For me, outlining was basically a process of combining by reading notes, class notes, and case briefs and then culling it all down to what is most important. You will get a better hang of this as time goes on. First semester, I suggest getting an outline or two from students that had the class the previous year so you can compare yours to theirs to ensure that you are on the right track. I also think taking your outlines in to your professors makes sense, they can take a brief look at let you know if you are on the right track.
I'm going to go ahead and just be a dumb 0L: where can I get OneNote? I saw I can buy it from Microsoft for like $90, but that seems pretty steep. Do people buy it from their schools?
You can get a student version of MS Office pretty cheaply. OneNote is on there. I like OneNote because you don't even have to hit "Save" every three seconds, it does it automatically. You can just flip the laptop shut and you're done.

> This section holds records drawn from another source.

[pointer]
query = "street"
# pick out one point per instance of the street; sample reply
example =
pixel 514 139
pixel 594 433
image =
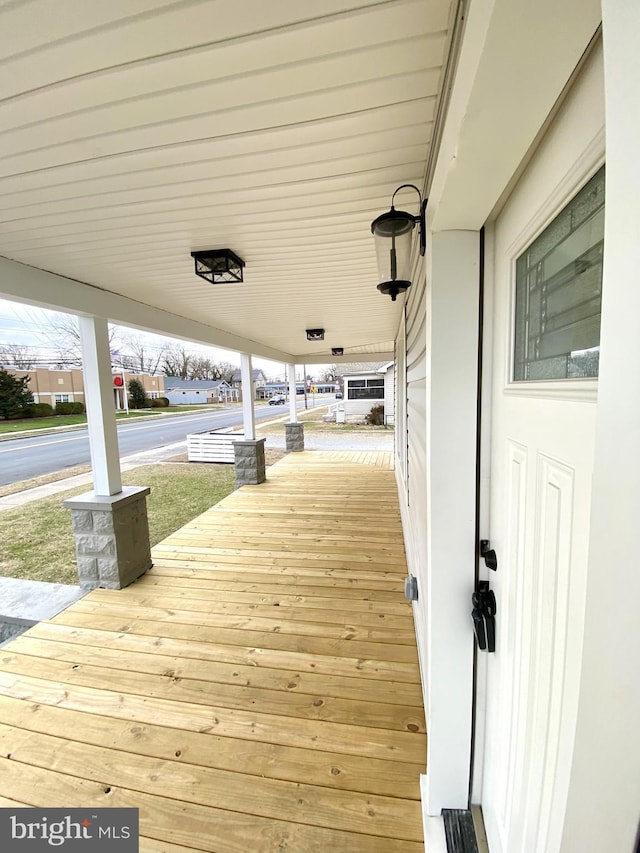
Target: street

Don't lump the E&E for CivPro in with the other ones...Glannon basically taught me CivPro.
This is a very important point- to each their own on ALL OF THIS. If an E&E works for you, stick with it. I bought a few, read them every now and then and found the hornbooks infinitely more helpful.
Also, my CivPro class was very rules focused so that could be why I never found the E&E helpful. Venue, jurisdiction, choice of law, Erie, etc., seemed so complicated at the time and now seems altogether elementary after working for a court for a few weeks. Law school has the tendency to over-complicate things.